Que fit Zeuxis quand il voulut peindre une beauté parfaite ? Fit-il le portrait de quelque beauté particuliere, dont sa peinture fût l’histoire ? Non : il rassembla les traits séparés de plusieurs beautés existantes. Il se forma dans l’esprit une idée factice qui résulta de tous ces traits réunis : et cette idée fut le prototype, ou le modéle de son tableau, qui fut vraisemblable & poëtique dans sa totalité, & ne fut vrai & historique que dans ses parties prises séparément. Voilà l’exemple donné à tous les Artistes : voilà la route qu’ils doivent suivre, & c’est la pratique de tous les grands Maîtres sans exception. Quand Moliere voulut peindre la Misantropie, il ne chercha point dans Paris un original, dont sa piéce fût une copie exacte : il n’eût fait qu’une histoire, qu’un portrait : il n’eût instruit qu’à demi. Mais il recueillit tous les traits d’humeur noire qu’il pouvoit avoir remarqués dans les hommes : il y ajouta tout ce que l’effort de son génie put lui fournir dans le même genre ; & de tous ces traits rapprochés & assortis, il en figura un caractere unique, qui ne fut pas la représentation du vrai, mais celle du vraisemblable. Sa Comédie ne fut point l’histoire d’Alceste, mais la peinture d’Alceste fut l’histoire de la Misantropie prise en général. & par là il a instruit beaucoup mieux que n’eût fait un Historien scrupuleux, qui eût raconté quelques traits véritables d’un Misantrope réel.

Ces deux exemples suffisent pour donner, en attendant, une idée claire et distincte de ce qu’on appelle la belle Nature. Ce n’est pas le vrai qui est ; mais le vrai qui peut être, le beau vrai, qui est représenté comme s’il existoit réellement, & avec toutes les perfections qu’il peut recevoir.

Cela n’empêche point que le vrai et le réel ne puissent être la matiere des Arts. C’est ainsi que les Muses s’en expliquent dans Hesiode.

Souvent par ses couleurs l’adresse de notre art,
Au mensonge du vrai sait donner l’apparence,
Mais nous savons aussi par la même puissance,
Chanter la vérité sans mélange & sans fard.

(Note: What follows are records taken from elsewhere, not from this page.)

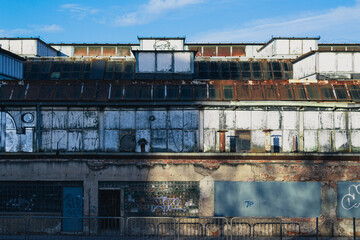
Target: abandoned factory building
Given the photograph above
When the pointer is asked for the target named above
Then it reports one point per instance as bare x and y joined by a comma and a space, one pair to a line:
170, 128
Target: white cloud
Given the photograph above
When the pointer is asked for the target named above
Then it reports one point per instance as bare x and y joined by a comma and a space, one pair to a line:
49, 28
78, 11
339, 24
151, 11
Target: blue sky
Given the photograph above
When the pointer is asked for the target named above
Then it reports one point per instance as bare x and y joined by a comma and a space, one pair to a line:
121, 21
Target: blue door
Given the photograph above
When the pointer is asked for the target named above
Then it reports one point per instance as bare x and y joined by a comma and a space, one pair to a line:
276, 144
72, 207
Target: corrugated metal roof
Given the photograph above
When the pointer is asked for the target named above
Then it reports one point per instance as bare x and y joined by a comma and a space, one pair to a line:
225, 90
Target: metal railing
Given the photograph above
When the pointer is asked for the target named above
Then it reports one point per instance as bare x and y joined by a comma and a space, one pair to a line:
86, 228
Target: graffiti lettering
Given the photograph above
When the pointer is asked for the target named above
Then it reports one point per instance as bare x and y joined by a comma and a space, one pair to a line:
166, 204
21, 204
249, 203
352, 199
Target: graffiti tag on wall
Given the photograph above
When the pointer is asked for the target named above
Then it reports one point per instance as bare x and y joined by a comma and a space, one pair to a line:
166, 204
352, 198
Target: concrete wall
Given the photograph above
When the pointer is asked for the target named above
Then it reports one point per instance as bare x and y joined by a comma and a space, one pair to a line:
206, 172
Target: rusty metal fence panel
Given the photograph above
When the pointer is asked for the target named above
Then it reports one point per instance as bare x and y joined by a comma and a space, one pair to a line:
203, 228
49, 227
104, 227
12, 227
151, 227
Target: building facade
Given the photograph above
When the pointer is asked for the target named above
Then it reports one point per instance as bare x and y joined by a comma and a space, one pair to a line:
169, 128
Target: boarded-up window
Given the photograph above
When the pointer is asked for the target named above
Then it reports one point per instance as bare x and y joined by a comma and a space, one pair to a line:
172, 92
277, 70
209, 51
159, 92
123, 51
94, 51
200, 92
228, 92
238, 51
130, 92
256, 70
108, 51
80, 51
144, 92
214, 92
224, 51
242, 140
245, 70
341, 93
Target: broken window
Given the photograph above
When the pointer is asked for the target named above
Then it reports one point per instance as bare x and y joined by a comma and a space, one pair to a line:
241, 141
228, 92
256, 69
214, 92
159, 92
172, 92
277, 70
200, 92
186, 92
245, 70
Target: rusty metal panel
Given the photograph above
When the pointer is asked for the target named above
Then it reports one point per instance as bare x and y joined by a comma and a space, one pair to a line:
271, 92
285, 92
327, 92
238, 51
123, 51
46, 92
6, 92
209, 51
111, 139
60, 92
175, 140
89, 92
243, 92
91, 119
74, 92
94, 51
59, 140
245, 71
354, 91
224, 51
75, 141
108, 51
235, 70
91, 140
80, 51
313, 92
299, 92
197, 49
257, 93
341, 93
75, 119
116, 92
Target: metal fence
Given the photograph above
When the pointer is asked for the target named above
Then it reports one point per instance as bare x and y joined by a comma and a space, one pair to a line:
169, 228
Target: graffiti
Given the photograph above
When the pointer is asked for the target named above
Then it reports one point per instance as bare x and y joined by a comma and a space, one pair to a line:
72, 205
249, 203
21, 204
352, 199
166, 204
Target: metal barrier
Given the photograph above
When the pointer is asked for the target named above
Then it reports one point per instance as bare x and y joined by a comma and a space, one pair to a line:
46, 227
12, 227
104, 227
203, 228
151, 227
240, 228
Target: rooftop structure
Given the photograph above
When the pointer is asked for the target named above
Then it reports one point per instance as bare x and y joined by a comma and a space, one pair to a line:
124, 130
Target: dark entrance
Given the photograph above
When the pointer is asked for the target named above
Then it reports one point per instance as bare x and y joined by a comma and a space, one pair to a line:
109, 206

Si un fait historique se trouvoit tellement taillé qu’il pût servir de plan à un Poëme, ou à un Tableau ; la Peinture alors & la Poësie l’employeroient comme tel, & useroient de leurs droits d’un autre côté, en inventant des circonstances, des contrastes, des situations, etc. Quand Le Brun peignoit les Batailles d’Alexandre, il avoit dans l’Histoire, le fait, les Acteurs, le lieu de la Scene ; cependant quelle invention ! Quelle Poësie dans son Ouvrage ! La disposition, les attitudes, l’expression des sentimens, tout cela étoit réservé à la création du génie. De même le combat des Horaces, d’Histoire qu’il étoit, se changea en Poëme dans les mains de Corneille, et le triomphe de Mardochée, dans celles de Racine. L’Art bâtit alors sur le fond de la vérité. & il doit la mêler si adroitement avec le mensonge, qu’il s’en forme un tout de même nature : atque ita mentitur, sic veris falsa remiscet, primo né medium, medio ne discrepet imum. c’est ce qui se pratique ordinairement dans les Épopées, dans les Tragédies, dans les Tableaux Historiques. Comme le fait n’est plus entre les mains de l’Histoire, mais livré au pouvoir de l’Artiste, à qui il est permis de tout oser pour arriver à son but ; on le pétrit de nouveau, si j’ose parler ainsi, pour lui faire prendre une nouvelle forme : on ajoute, on retranche, on transpose. Si c’est un Poëme, on serre les nœuds, on prépare les dénouemens, etc… car on suppose que le germe de tout cela est dans l’Histoire, et qu’il ne s’agit que de le faire éclore : s’il n’y est point, l’Art alors jouït de tous ses droits dans toute leur étendue, il crée tout ce dont il a besoin. C’est un privilege qu’on lui accorde, parce qu’il est obligé de plaire.